- Which features will make for a good investment in Ames
We were tasked with creating a machine learning model using the Ames Housing Dataset. This dataset contained 82 columns of different features and 2,930 observations, 2051 of which were used to train our model.
I began by reading in and inspecting my data, using various bar chart and heatmaps. During this step, I made sure to analyze the amount of missing values we had in each feature. Next, I analyzed features and their correlations and relationships with price and other features. I then cleaned my data by dropping unneeded columns, dealing with empty values, looking for multicollinearity, eliminating outliers, and finally replacing nominal categorical data with numbers. I added some features and then created my models, incorporating Lasso Regression and Ridge Regression and an analysis of the coefficients they created.

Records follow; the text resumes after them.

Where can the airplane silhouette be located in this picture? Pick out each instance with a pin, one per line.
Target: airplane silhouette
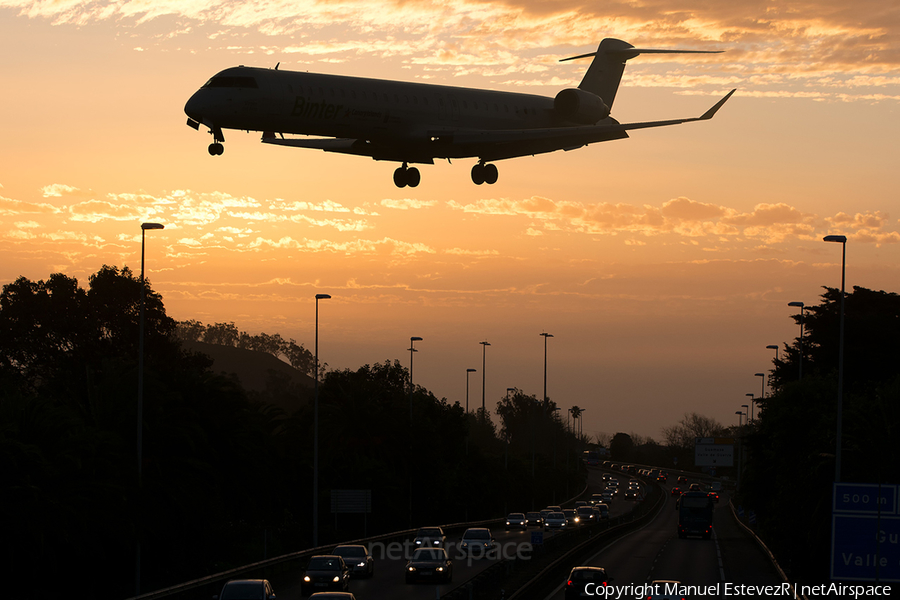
(415, 123)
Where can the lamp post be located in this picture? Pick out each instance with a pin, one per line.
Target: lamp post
(841, 239)
(545, 336)
(316, 432)
(140, 424)
(801, 306)
(740, 446)
(467, 388)
(484, 346)
(762, 384)
(412, 348)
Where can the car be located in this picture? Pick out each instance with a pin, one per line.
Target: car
(325, 572)
(534, 519)
(584, 581)
(662, 587)
(358, 559)
(432, 537)
(246, 589)
(555, 520)
(429, 564)
(516, 521)
(586, 515)
(477, 541)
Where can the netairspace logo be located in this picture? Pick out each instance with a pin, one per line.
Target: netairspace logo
(785, 590)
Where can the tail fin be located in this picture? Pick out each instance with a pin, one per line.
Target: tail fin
(605, 73)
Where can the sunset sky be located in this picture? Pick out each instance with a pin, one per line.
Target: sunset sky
(662, 264)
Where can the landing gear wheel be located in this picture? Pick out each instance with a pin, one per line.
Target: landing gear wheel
(400, 177)
(478, 174)
(490, 174)
(412, 177)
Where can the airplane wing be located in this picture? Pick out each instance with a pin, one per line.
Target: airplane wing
(487, 144)
(510, 143)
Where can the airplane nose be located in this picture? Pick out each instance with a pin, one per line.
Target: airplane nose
(193, 108)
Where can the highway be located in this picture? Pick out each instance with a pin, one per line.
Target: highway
(650, 553)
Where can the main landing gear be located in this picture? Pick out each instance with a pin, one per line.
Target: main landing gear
(484, 173)
(407, 176)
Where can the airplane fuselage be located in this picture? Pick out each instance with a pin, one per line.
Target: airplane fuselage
(418, 122)
(409, 122)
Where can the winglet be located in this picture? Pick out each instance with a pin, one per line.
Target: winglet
(712, 111)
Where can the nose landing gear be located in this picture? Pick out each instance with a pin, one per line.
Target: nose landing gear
(406, 176)
(484, 173)
(216, 148)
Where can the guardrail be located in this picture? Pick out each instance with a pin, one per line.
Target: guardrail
(765, 549)
(205, 587)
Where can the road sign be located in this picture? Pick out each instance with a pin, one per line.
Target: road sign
(714, 452)
(865, 532)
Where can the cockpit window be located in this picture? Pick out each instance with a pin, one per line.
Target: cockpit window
(226, 81)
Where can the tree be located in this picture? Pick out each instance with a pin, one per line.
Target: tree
(621, 447)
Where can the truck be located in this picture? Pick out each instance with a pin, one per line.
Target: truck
(695, 512)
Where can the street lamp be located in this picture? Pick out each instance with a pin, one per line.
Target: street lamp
(316, 432)
(140, 425)
(740, 445)
(412, 349)
(545, 336)
(842, 239)
(762, 384)
(484, 346)
(801, 306)
(467, 389)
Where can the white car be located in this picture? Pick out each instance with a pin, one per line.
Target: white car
(555, 520)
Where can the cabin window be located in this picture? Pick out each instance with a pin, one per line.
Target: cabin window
(225, 81)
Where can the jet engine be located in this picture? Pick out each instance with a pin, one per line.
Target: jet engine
(582, 107)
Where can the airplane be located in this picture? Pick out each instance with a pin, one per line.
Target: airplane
(415, 123)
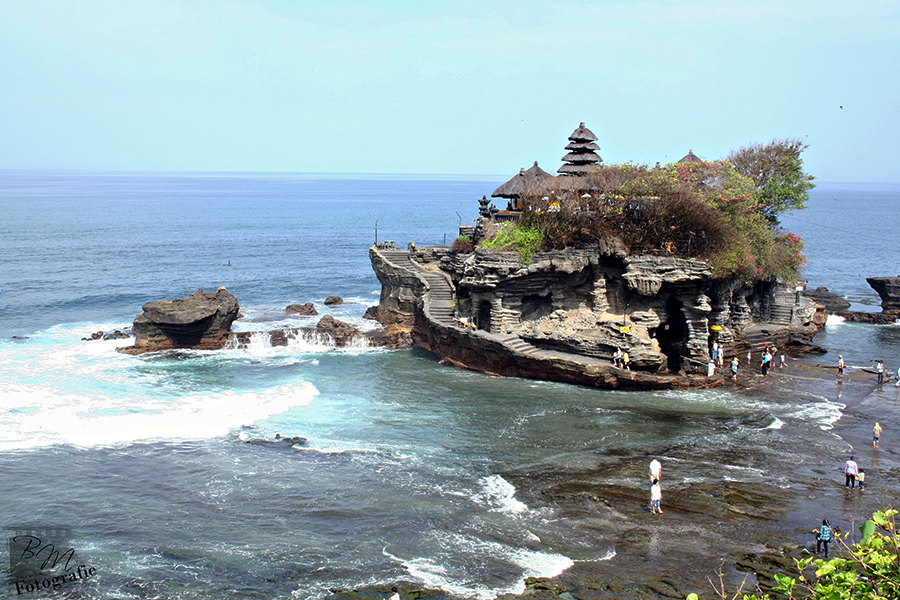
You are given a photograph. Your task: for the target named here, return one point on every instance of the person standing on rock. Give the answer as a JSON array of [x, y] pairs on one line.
[[851, 470], [655, 498]]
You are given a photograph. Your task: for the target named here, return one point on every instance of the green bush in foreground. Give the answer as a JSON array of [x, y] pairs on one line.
[[869, 569]]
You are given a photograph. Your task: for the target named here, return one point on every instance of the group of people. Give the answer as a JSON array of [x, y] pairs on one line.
[[621, 359], [853, 475], [879, 370]]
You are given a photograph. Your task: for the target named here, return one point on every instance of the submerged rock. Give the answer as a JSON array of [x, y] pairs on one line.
[[339, 330], [201, 321], [306, 310]]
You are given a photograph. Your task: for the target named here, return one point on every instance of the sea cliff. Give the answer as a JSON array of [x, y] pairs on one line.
[[563, 315]]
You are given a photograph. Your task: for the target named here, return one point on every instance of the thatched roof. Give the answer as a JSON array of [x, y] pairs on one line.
[[691, 157], [583, 134], [584, 146], [580, 169], [524, 183], [582, 157]]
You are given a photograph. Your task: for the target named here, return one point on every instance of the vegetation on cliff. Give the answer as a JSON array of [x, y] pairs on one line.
[[866, 570], [713, 211]]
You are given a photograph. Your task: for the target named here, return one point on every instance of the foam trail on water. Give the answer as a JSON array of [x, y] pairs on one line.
[[41, 418]]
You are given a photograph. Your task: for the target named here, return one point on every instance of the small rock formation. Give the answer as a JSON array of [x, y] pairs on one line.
[[116, 334], [341, 332], [834, 303], [305, 310], [201, 321], [889, 290]]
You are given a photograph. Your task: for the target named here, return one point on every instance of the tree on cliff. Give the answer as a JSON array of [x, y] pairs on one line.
[[866, 570], [776, 170]]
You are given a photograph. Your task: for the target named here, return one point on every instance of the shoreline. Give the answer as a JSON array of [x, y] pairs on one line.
[[733, 526]]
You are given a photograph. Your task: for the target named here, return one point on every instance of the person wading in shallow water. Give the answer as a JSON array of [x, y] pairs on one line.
[[851, 470], [823, 536], [655, 498]]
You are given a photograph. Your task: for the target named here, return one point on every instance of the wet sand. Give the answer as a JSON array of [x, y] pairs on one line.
[[726, 525]]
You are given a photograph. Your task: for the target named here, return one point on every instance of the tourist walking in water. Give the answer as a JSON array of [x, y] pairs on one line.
[[851, 470], [823, 536], [655, 498]]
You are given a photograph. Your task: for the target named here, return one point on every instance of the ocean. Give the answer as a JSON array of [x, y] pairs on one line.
[[161, 469]]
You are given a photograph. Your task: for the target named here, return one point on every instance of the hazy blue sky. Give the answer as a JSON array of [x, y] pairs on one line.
[[444, 87]]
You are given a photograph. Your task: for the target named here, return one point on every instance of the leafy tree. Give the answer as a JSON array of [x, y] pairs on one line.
[[867, 570], [777, 172]]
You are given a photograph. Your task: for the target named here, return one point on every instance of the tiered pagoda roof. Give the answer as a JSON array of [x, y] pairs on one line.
[[582, 157]]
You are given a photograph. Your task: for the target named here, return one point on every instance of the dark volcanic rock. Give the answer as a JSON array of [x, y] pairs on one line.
[[832, 302], [889, 290], [200, 321], [306, 310], [341, 332]]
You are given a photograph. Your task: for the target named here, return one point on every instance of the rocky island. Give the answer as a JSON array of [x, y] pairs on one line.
[[565, 313]]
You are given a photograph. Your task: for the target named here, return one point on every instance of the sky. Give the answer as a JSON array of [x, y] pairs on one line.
[[463, 87]]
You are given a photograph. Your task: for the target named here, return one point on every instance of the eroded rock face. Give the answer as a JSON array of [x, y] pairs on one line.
[[201, 321], [889, 290], [833, 302], [591, 301]]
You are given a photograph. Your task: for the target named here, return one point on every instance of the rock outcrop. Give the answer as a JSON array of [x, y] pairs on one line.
[[888, 289], [832, 302], [306, 310], [201, 321], [563, 315]]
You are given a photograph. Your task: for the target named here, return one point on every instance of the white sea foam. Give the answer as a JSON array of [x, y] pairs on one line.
[[834, 320], [499, 494], [825, 414], [38, 417], [457, 580]]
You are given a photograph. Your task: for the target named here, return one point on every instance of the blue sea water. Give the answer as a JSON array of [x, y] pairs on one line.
[[410, 469]]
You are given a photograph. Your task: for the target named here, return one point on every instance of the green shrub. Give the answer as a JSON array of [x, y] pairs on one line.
[[515, 237]]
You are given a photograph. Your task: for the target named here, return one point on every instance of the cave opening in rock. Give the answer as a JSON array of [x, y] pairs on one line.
[[483, 319], [672, 334]]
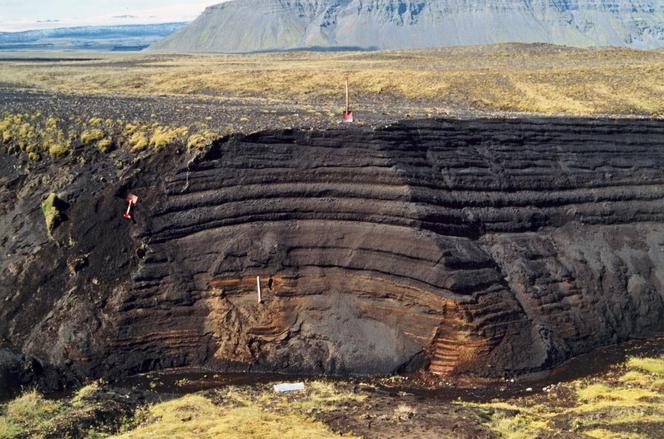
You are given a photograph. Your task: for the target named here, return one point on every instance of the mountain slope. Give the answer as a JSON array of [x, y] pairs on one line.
[[125, 37], [256, 25]]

Lastly, I explained my insights and conclusions.
- Load in and Inspect the Data
- Examine Features
- Clean Data
- Drop Unneccessary Columns
- Deal with NaN Values
- Look for Multicollinearity
- Remove outliers
- Replace Nominal Categorical Data with Numbers
- Feature engineering
- Interaction Features
- Remove more Features
- Save Clean Data
- Model
- Read in Clean Data
- Create X and y
- Model with Standard Scaler and Ridge with OHE
- Model with Standard Scaler and Lasso with OHE
- Categorical Column Transformation with Dummies
- Model with Standard Scaler and Ridge with Dummies
- Model with Standard Scaler and Lasso with Dummies
- Conclusion
The data dictionary with feature descriptions: http://jse.amstat.org/v19n3/decock/DataDocumentation.txt
Kaggle Model: Both the Lasso and the Ridge model performed very well, but Lasso ended up being the best model with an R^2 score of about .92, suggesting the model explains about 92% of the variance in sales price for the training data.
Business Recommendations: Based on initial analysis and the coefficients of the models used for the Kaggle Competition, it appears homebuyers should look for homes that have a good quality score, have high square footage, and are located good neighborhoods, such as in Northridge, Stone Brook, or Northridge Heights.